Medals key to judo lottery support
The remaining members of Britain’s judo team are fighting for the future lottery funding of the sport after both middleweights Graeme Randall, the world champion, and Karen Roberts failed to get medals yesterday.
Although the official prediction for these Games was that Britain would get one bronze medal, a second is necessary to ensure that the sport is entitled to increased support.
Four medals were won at the 1999 world championships when Roberts finished third and Randall first. It was here that the Scotsman produced a superb display of attacking verve in Birmingham to become only the second Briton after Neil Adams ever to take a men’s title. But yesterday he was lacklustre.

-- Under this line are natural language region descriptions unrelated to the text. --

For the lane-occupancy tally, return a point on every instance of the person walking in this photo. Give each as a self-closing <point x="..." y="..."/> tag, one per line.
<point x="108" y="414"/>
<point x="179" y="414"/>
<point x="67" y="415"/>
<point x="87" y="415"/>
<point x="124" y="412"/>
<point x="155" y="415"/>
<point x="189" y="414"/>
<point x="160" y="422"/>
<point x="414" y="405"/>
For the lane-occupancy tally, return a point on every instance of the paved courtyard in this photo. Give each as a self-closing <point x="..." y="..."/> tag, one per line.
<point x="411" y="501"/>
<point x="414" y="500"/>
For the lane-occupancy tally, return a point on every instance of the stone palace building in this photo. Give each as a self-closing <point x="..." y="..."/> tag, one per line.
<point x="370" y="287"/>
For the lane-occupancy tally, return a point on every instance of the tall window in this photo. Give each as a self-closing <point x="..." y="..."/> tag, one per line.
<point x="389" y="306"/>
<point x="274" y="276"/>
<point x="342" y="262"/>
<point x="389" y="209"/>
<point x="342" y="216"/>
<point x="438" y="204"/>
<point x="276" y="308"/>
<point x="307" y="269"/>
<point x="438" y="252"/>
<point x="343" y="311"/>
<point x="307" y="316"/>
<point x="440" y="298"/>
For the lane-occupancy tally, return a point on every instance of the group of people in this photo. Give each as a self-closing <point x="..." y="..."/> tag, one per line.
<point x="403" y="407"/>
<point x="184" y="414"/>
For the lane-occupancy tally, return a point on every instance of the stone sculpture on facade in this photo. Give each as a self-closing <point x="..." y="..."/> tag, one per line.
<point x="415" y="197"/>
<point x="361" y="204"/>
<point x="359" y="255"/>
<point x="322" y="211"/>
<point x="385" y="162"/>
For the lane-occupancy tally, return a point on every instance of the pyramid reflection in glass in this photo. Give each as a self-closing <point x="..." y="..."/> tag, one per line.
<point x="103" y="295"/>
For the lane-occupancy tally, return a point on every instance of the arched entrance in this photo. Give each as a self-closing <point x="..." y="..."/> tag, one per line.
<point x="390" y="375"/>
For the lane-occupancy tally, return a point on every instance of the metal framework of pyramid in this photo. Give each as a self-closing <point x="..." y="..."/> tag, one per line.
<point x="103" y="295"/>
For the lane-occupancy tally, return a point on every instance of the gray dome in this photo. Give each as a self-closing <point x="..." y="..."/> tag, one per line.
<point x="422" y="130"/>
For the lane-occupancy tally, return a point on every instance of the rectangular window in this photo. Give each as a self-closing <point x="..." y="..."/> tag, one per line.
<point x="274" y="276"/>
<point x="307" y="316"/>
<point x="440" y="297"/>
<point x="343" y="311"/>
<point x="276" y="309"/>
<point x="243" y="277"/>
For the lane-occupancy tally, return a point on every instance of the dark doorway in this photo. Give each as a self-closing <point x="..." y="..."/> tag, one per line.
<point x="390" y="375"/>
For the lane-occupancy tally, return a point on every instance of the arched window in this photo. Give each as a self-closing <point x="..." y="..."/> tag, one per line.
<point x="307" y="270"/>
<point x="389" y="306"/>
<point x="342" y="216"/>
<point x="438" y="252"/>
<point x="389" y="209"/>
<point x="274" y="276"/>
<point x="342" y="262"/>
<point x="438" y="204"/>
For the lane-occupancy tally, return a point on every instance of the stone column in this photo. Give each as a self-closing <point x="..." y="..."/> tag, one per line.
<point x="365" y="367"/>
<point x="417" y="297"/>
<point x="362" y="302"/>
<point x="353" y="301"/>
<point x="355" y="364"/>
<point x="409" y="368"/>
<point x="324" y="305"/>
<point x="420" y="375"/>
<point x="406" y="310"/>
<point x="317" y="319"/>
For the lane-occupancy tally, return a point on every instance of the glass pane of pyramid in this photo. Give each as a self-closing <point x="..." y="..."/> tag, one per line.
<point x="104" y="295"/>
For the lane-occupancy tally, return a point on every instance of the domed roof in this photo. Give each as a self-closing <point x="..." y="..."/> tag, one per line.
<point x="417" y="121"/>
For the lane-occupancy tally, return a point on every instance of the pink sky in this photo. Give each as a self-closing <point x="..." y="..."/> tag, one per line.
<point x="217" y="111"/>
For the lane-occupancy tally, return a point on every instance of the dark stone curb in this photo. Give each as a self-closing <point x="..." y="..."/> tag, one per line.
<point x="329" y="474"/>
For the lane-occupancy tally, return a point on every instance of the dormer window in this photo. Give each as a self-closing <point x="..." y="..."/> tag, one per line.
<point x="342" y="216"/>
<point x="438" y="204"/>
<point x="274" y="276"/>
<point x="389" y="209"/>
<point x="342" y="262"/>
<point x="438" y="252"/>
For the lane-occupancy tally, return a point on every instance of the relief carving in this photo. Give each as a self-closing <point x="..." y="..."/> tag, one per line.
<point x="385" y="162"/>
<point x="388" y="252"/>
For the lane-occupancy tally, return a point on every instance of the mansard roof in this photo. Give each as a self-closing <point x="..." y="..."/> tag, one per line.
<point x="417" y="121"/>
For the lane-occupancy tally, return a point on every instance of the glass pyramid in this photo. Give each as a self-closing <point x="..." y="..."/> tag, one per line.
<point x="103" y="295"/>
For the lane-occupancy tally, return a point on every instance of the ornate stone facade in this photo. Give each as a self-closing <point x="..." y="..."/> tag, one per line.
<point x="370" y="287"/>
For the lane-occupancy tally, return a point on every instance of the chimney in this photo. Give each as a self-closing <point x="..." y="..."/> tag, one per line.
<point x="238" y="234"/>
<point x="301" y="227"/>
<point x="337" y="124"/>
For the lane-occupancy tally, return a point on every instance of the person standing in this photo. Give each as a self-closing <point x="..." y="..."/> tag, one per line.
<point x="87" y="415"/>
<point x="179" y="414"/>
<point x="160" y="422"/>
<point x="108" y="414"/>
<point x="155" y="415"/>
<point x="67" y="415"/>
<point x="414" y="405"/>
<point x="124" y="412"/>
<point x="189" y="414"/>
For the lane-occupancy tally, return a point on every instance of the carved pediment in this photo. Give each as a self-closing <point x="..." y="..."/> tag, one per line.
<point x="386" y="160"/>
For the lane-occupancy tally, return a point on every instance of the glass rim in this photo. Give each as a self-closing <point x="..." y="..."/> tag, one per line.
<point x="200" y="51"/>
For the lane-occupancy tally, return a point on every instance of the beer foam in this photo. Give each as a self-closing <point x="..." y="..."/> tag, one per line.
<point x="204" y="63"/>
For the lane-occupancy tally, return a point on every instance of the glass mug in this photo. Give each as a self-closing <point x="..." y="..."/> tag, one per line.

Randall started well by uprooting Abdessalem Arous, of Tunisia, with a double leg-grab. It was just the sort of bout a competitor needs in the opening round to give him confidence and sharpen his reflexes, but without excessively tiring him. In the next contest, he met Kazem Sarikhani, of Iran, the Asian champion with the days long gone in judo when someone from a country such as Iran would automatically be regarded as a welcome opponent. To be champion of that continent means you have battled past the representatives of Japan and the two Koreas, three of the strongest nations in the world.
Randall began with two attempts at leg-grabs and then dumped his opponent on the mat with a hip throw for a knock-down. The Iranian was having problems with Randall’s mauling style and conceded a point for incorrect holding. But from that moment the contest slipped away from the world champion. Randall was also penalised for defensive holding and then conceded another passivity point. When both fighters were then penalised simultanously for passivity, Randall was disqualified for having acquired three adverse points.
Randall said afterwards: "I cannot recall ever losing on passivity before. I had seen videos of him and knew what he was going to do. I felt I had the contest sewn up but Sarikhani got ahead and then closed the contest down."
"I am not retiring because of one bad tournament but first I am going home to Edinburgh to watch my baby born, get married and finish my degree."
Udo Quellmalz, Britain’s performance director, said: "The Iranian’s only idea was to make Graeme look passive. It was not attractive judo. He did not try to throw Graeme and sometimes you cannot find your way past an opponent."
Roberts, 23, had also began brightly, surprisingly beating Kenia Rodriguez, of Cuba. However, she was then defeated on a unanimous decision by Anja Von Rekowski, of Germany, before being held down in her first bout in the repechage by Saida Dhari, of Tunisia, to whom she had lost in the Belarus tournament last month.